Ray Tracing in One Weekend (Rust)

Creating Our First Raytraced Image

If we take that math and hard-code it into our program, we can test our code by placing a small sphere at \( −1 \) on the z-axis and then coloring red any pixel that intersects it.
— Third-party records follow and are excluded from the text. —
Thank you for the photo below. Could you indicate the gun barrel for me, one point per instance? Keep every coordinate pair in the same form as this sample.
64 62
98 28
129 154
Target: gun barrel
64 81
diff --git a/src/main.rs b/src/main.rs
index f31dc16..e3d9091 100644
--- a/src/main.rs
+++ b/src/main.rs
@@ -1,67 +1,81 @@
 use code::{
     color::{Color, write_color},
     ray::Ray,
-    vec3::{Point3, Vec3, unit_vector},
+    vec3::{Point3, Vec3, dot, unit_vector},
 };
 
+fn hit_sphere(center: Point3, radius: f64, r: Ray) -> bool {
+    let oc = center - r.origin();
+    let a = dot(r.direction(), r.direction());
+    let b = -2.0 * dot(r.direction(), oc);
+    let c = dot(oc, oc) - radius * radius;
+    let discriminant = b * b - 4.0 * a * c;
+
+    discriminant >= 0.0
+}
+
 fn ray_color(r: Ray) -> Color {
+    if hit_sphere(Point3::new(0.0, 0.0, -1.0), 0.5, r) {
+        return Color::new(1.0, 0.0, 0.0);
+    }
+
     let unit_direction = unit_vector(r.direction());
     let a = 0.5 * (unit_direction.y() + 1.0);
     (1.0 - a) * Color::new(1.0, 1.0, 1.0) + a * Color::new(0.5, 0.7, 1.0)
 }
 
 fn main() -> Result<(), Box<dyn std::error::Error>> {
     // Image
 
     const ASPECT_RATIO: f64 = 16.0 / 9.0;
     const IMAGE_WIDTH: i32 = 400;
 
     // Calculate the image height, and ensure that it's at least 1.
     const IMAGE_HEIGHT: i32 = {
         let image_height = (IMAGE_WIDTH as f64 / ASPECT_RATIO) as i32;
         if image_height < 1 { 1 } else { image_height }
     };
 
     // Camera
 
     let focal_length = 1.0;
     let viewport_height = 2.0;
     let viewport_width = viewport_height * (IMAGE_WIDTH as f64) / (IMAGE_HEIGHT as f64);
     let camera_center = Point3::new(0.0, 0.0, 0.0);
 
     // Calculate the vectors across the horizontal and down the vertical viewport edges.
     let viewport_u = Vec3::new(viewport_width, 0.0, 0.0);
     let viewport_v = Vec3::new(0.0, -viewport_height, 0.0);
 
     // Calculate the horizontal and vertical delta vectors from pixel to pixel.
     let pixel_delta_u = viewport_u / IMAGE_WIDTH as f64;
     let pixel_delta_v = viewport_v / IMAGE_HEIGHT as f64;
 
     // Calculate the location of the upper left pixel.
     let viewport_upper_left =
         camera_center - Vec3::new(0.0, 0.0, focal_length) - viewport_u / 2.0 - viewport_v / 2.0;
     let pixel00_loc = viewport_upper_left + 0.5 * (pixel_delta_u + pixel_delta_v);
 
     // Render
 
     env_logger::init();
     println!("P3");
     println!("{IMAGE_WIDTH} {IMAGE_HEIGHT}");
     println!("255");
 
     for j in 0..IMAGE_HEIGHT {
         log::info!("Scanlines remaining: {}", IMAGE_HEIGHT - j);
         for i in 0..IMAGE_WIDTH {
             let pixel_center =
                 pixel00_loc + (i as f64) * pixel_delta_u + (j as f64) * pixel_delta_v;
             let ray_direction = pixel_center - camera_center;
             let r = Ray::new(camera_center, ray_direction);
 
             let pixel_color = ray_color(r);
             write_color(std::io::stdout(), pixel_color)?;
         }
     }
     log::info!("Done.");
 
     Ok(())
 }

Listing 11: [main.rs] Rendering a red sphere

What we get is this:

Image 3: A simple red sphere